Yine çok şükür ki, bugün Türkiye'de çok imkân var. Hiçbir üniversite parasızlıktan yakınamaz. Yeter ki iş bilsin açıkçası. Çok fonlar var. Bazen hayret ediyorum; YÖK programları var, TÜBİTAK programları var, üniversite hocalarını dışarı gönderiyorlar. “Müracaat az” diyorlar bana. Yani böyle bir duruma gelmiş vaziyetteyiz. Onun için, bunların geleceğini alacağız; güçlü, büyük devlet olabilmek için, halkımızı mutlu edebilmemiz için. Güçlü olmanın da amacı budur doğrusu. Burada da bunu dile getirmek isterim.

Güçlü olmak tek başına bir şey ifade etmez açıkçası. Güçlü olursun, halkın mutlu olmaz, özgür olmaz; o zaman gücün bir anlamı yok. Onun için, güçlü olmanın amacı halkı mutlu, özgür, önü açık… Türkiye böyle bir ülke olma yolunda hızlı adımlarla giderken, üniversiteler de bu sürece girmiştir. Bundan büyük bir mutluluk duyuyorum.

Bazen konuşuyorum üniversite hocalarıyla, “Biz nelerle uğraştık” diyorlar. En son eğitim geliyordu. Bunu söylerken, bir yanlış anlamaya mahal vermek istemem. Üniversite sadece eğitim kurumu değildir; üniversite araştırma kurumu olduğu gibi, ülkelerde de, şehirlerde de lokomotif görevi yapacaktır. Fikir olarak, düşünce olarak, günlük siyaset değil, ama genel siyasetin oluşması açısından daima tabii ki üniversite hocaları fikirlerini paylaşacaktır. O açıdan, üniversitelerin sadece eğitim değil; üniversitelerin eğitim ötesi faaliyetleri ve sorumlulukları da vardır. Ama bütün bunları yaparken de, kendi esas amaçlarının ne olduğunu asla ikinci plana atmadan bütün bu işleri yapacaklardır. Kayseri’ye her gelişimizde bu güzel örnekleri hep yaşarız ve her zaman gurur duyarım. Bu üniversitelerin giderek çok daha güçlü hale geleceğine inanıyorum, kendi aralarında dayanışma içinde olacaklarına hep inanıyorum. Zaten bu şehirde çok büyük bir uyum, dayanışma vardır. Farklı fikirler, farklı düşünceler, farklı siyasi partiler demokrasinin, çoğulculuğun gereğidir; ama yeri geldiğinde de şehir için, ülke için dayanışma da kaçınılmazdır. Bunu gördüğüm şehirlerden birisi de kendi memleketim olan Kayseri’dir. O bakımdan, burayla daima gurur duyuyorum. İnşallah AGÜ Üniversitesinin bu kampüsü en güzel bir şekilde, süratli bir şekilde tamamlanır, planladığımız gibi öğrenci alırsınız, daha sonra Mimar Sinan’daki kampüse geçilir.

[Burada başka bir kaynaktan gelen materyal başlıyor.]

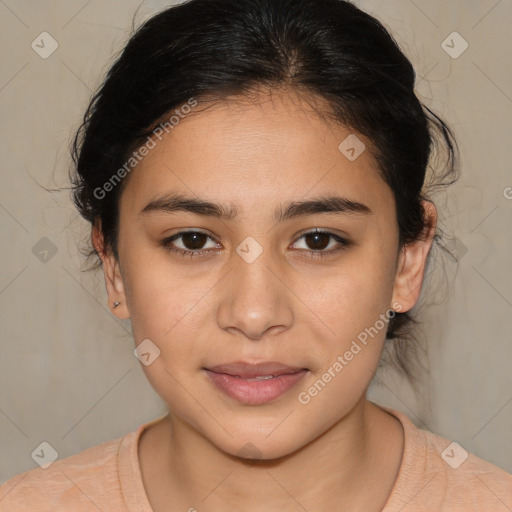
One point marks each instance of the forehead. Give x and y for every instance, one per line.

Sözümü bitirmeden söyleyeceğim bir şey daha var. O da şu: Üniversiteler bulundukları yerde oranın seviyesine inmeyecek, orayı alıp kendi seviyelerine çıkartacaklar. Bununla şehirden uzak olacaklar değil; şehirle, bulundukları toplumla bütünleşirlerse, iç içe olurlarsa onları alıp yukarı çekebilirler. Çünkü üniversite hocaları, üniversite personeli, akademisyenler tabii ki daha vizyonlu olacaktır, daha çok tahsillidir, daha çok gezmiştir, tabii ki daha görgülü olacaktır. Her alanda standardı yüksek tutmaları gerekir ve herkesi o hedeflere doğru koşturmaları gerekir. Yoksa bulundukları şartlara inip, o şartlara uyum gösterip, “Tamam, işler yolunda” dememeleri gerekir, daima yükseltmeleri gerekir. Kayseri’deki bütün üniversitelerin de özellikle bunu yapmasını istiyorum. Bu şehre, bu bölgeye ve bu ülkeye yapacağınız en büyük hizmetlerden birisi bu olacaktır.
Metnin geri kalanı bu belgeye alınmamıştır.